Padma and the Elephant Sutra explores our relationships with ourselves, each other, and the natural world of which we are a part. It has broad spiritual and ecological themes within a wide historical context and will appeal to anyone who likes to meditate on our shared human experience and our critical responsibility as the new custodians of paradise.
Then she heard the loud boom, followed by a sound which she struggled to comprehend. Never before detected, it was not of this world. Spirits dissolved prematurely into the pure bright air unnoticed, while Chaddanta stood distracted by the unfamiliar note. The noise increased, not unpleasant, merely unknown. As she listened, she tried in vain to identify a source. It seemed to come from everywhere. Am I imagining it? She shook her head to no avail. Is it even a sound? Her attention sharpened as memory strained in search of a familiar sonance. It finally settled on Om. The nearest likeness she could find to the unusual intonation was the first Word, Om. Chaddanta stood bewildered, incredulous of her senses. In all her years on the mountain, she had never happened upon such a…thing.
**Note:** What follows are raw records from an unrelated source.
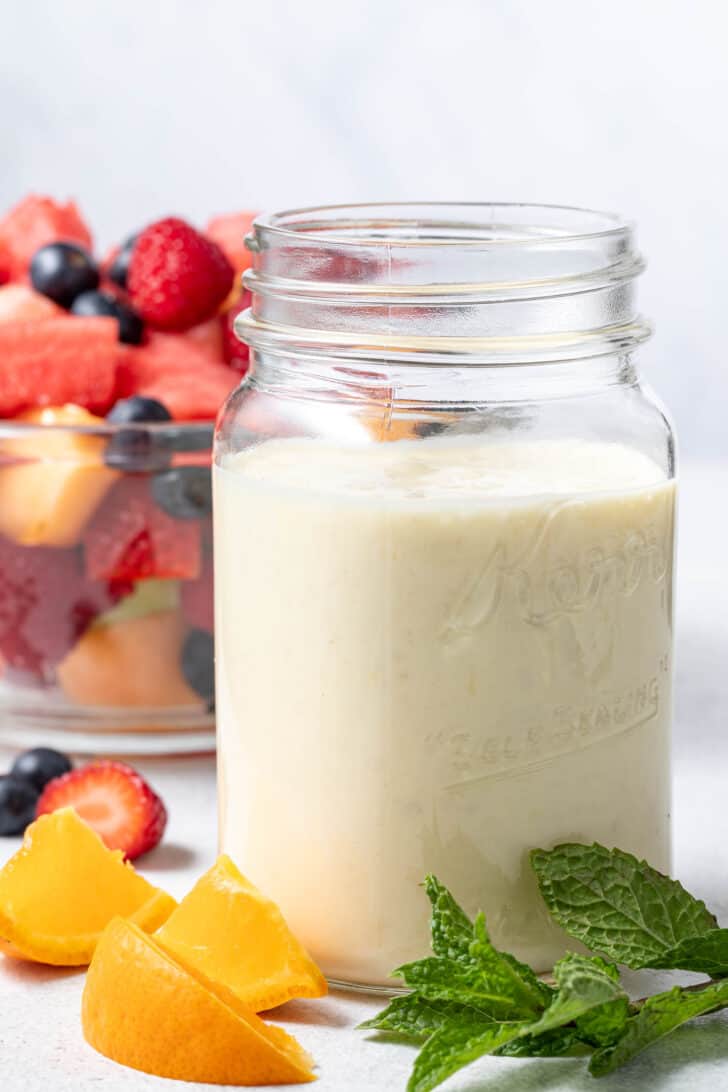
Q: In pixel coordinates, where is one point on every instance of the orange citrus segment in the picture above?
(61, 889)
(141, 1009)
(229, 932)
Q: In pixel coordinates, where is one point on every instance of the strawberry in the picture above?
(237, 354)
(46, 604)
(114, 799)
(177, 276)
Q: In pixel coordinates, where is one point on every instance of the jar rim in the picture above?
(527, 224)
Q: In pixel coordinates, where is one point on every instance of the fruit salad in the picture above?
(111, 372)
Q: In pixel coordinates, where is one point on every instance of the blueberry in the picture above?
(18, 800)
(199, 663)
(62, 271)
(185, 493)
(92, 304)
(119, 268)
(39, 766)
(138, 408)
(136, 449)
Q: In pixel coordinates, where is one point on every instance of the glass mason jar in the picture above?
(443, 543)
(106, 596)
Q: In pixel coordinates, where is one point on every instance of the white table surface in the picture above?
(40, 1042)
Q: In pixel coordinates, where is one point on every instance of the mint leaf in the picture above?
(454, 1046)
(584, 986)
(658, 1016)
(452, 929)
(492, 982)
(563, 1042)
(617, 904)
(707, 953)
(415, 1018)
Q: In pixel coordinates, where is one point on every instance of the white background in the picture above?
(151, 107)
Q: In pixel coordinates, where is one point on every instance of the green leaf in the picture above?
(454, 1046)
(617, 904)
(415, 1018)
(452, 929)
(492, 982)
(707, 954)
(658, 1017)
(563, 1042)
(585, 986)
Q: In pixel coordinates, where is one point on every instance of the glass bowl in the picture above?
(106, 585)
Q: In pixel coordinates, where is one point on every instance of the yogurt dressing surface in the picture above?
(432, 656)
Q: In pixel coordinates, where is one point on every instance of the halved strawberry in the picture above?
(114, 799)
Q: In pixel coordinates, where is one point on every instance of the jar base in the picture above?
(33, 722)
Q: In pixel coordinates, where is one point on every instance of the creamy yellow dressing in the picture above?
(432, 656)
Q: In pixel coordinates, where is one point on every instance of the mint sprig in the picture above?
(657, 1017)
(469, 999)
(619, 905)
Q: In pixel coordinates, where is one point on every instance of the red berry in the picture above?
(177, 276)
(237, 354)
(46, 603)
(130, 538)
(114, 799)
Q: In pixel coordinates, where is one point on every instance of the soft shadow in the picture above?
(169, 856)
(25, 971)
(321, 1011)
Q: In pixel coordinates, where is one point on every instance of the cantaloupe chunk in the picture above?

In the recesses of her unconscious mind, she constructed a tale which would name the new Word. It is a sound like Om, a moving towards Om, but definitely a not-Om sound. It comes from nowhere, but can be heard everywhere… and so the story continued, changing with every added scrap of information. In the earliest human languages, it would be referred to as ad-Om Chaddanta realised the ancestors had left. She paced and snorted in confusion. But then events chimed a most irregular tune as the sound began a transmutation from no-thing to some-thing. First, she noticed an absence, a lack of any sensory experience, evoking in her a vague feeling of unease. Above her, and all around, was nothing. Yet the cypher had a presence, apprehended by the familiar world beyond the emptiness. She comprehended an annular space surrounding the top of the holy mountain. A ring of nothing, she thought.
As her mental processes strained to make sense of the bizarre event, her mind gradually connected the sound to the circular shape, a breakthrough. Then a further realisation that the area was no longer empty, as the vibrating ad-Om continued to actualise. A translucent ring hovered over the mountain top. Reflecting the early morning sun, an aura of multi-coloured flames surrounded a golden orange halo. It quivered and undulated laterally, snakelike. Sporadic flares erupting from its surface engulfed the rhododendron bushes but did not appear to burn them. Chaddanta detected neither heat nor scent from the restless, gyrating form, only light and sound. Mesmerised, she watched the rippling surges, bathed in its lustrous flaming brilliance.
Her mind raced faster than preceding events, anticipating further revelation. None were forthcoming. The ring continued to remain unresolved, not materialised in any way recognisable. Its resemblance, she likened to a self-consuming, fire-breathing nagi serpent. She imagined the beast spinning around to devour its tail, never completing the task, hurriedly escaping to recapture its rear in an endless, vicious circularity. The dragon-serpent remained emergent, not manifest, a suspended potentiality. Humans later used the symbol to represent ad-Om.